Most cultures have a knife that everyone recognizes.

The knife means the culture and the culture means they will most likely be using that knife, or a derivative of it. Some, like the Japanese Masamoto pictured to the right, are more than readily recognizable. But in India, I was surprised to find what blade prevails.

It took me a bit to recognize this particular knife. On the streets of Mumbai it’s the most common way to cut a tomato or an onion. The technique would make all good mothers scream in horror, and every scout master would have a coronary as the razor thin knife is zipped in one long pull towards the inner hand and a remnant of tomato is rendered that could be called a very thin slice.

It’s closer to a wire than a blade. Most of the steel looks like scrap that the knife makers don’t care to clean before fashioning into a knife. “Brands” like Sleek, Technis (yes, spelled Technis but looking remarkably like Technics) and Super Fast adorn the sides of the blade so that everyone can ascertain the steel quality.
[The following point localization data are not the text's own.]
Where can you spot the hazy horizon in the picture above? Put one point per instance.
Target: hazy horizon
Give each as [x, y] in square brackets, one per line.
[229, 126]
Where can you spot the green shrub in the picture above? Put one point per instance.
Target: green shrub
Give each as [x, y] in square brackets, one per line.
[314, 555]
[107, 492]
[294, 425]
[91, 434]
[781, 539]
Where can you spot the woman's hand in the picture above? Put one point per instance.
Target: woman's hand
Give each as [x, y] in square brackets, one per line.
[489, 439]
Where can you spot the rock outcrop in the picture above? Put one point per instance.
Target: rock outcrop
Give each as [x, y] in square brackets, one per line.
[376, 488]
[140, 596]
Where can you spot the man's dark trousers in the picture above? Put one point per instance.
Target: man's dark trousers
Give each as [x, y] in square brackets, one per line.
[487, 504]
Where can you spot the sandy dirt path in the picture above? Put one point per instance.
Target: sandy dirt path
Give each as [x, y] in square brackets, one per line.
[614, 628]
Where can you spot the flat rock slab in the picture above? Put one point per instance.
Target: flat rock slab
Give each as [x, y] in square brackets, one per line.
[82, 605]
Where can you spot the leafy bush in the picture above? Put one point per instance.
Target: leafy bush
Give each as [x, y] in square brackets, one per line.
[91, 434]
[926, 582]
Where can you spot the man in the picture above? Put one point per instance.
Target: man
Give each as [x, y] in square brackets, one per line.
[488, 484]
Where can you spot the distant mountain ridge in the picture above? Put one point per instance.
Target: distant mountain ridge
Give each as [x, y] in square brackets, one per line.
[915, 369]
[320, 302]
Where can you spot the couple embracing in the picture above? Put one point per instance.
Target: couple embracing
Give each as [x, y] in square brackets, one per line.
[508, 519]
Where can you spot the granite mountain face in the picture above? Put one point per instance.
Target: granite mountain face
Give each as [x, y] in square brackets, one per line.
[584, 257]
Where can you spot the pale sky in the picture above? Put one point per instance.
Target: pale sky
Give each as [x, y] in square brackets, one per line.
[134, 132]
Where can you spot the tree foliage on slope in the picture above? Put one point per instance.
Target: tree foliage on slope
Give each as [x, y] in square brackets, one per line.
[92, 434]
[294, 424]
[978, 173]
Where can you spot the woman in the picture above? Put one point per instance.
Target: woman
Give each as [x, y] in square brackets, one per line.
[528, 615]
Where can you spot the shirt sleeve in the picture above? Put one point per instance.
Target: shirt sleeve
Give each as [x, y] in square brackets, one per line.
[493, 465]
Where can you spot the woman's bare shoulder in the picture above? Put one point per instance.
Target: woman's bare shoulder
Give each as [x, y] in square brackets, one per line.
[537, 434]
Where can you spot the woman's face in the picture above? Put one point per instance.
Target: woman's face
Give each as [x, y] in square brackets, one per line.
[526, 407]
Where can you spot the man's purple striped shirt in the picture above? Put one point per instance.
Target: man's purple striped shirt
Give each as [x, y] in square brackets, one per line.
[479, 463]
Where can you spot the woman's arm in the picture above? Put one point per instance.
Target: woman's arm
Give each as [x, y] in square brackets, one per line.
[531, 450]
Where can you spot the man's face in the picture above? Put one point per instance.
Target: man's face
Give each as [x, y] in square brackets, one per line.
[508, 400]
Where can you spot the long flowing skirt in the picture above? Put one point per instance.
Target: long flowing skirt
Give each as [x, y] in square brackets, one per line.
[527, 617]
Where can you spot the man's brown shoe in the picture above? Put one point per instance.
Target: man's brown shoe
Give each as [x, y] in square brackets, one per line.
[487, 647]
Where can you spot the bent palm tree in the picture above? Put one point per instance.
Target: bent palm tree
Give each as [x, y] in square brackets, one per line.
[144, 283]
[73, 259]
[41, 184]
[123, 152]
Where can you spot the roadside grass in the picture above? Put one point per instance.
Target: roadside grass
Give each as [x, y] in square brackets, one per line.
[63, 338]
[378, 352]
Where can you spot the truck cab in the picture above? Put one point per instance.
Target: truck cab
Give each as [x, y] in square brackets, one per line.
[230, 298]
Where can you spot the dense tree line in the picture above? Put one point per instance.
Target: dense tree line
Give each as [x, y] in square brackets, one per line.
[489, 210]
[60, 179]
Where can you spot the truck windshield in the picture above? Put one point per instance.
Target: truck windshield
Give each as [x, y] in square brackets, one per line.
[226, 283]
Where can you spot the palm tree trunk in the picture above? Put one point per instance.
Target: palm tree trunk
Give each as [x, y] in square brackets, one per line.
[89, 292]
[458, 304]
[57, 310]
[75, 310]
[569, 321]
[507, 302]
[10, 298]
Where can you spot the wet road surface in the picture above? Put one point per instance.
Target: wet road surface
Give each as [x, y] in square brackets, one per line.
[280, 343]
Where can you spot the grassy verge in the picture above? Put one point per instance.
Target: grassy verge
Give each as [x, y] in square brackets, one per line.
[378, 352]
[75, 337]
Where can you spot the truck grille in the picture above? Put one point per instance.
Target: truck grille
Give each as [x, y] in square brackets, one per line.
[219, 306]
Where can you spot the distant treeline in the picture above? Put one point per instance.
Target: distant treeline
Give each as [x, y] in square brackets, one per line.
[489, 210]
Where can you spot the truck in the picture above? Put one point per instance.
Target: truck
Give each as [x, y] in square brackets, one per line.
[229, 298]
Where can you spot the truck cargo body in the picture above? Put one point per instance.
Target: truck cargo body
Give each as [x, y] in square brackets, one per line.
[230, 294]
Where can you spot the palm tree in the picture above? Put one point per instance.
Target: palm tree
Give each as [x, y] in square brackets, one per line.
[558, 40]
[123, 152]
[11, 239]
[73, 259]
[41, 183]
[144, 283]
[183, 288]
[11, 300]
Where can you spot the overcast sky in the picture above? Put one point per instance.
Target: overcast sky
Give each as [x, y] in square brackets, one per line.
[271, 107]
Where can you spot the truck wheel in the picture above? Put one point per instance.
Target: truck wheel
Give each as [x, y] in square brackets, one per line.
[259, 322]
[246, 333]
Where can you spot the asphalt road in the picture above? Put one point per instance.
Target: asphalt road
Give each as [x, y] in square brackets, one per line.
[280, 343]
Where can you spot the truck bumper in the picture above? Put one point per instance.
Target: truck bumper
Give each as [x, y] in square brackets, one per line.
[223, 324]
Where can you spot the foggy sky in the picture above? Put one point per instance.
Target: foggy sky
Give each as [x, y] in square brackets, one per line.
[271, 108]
They come in all sizes from machete to razor and the cleaver is fairly popular, though the official name the smith will yell at you when you pick it up is “Chinese Chinese.”

My knife maker can fashion the thin make-shifts in under 10 minutes and they sell for less than a quarter. They cut their worth at the first slice. Watch your thumb when cutting like an Indian, or they will end up being a long term investment.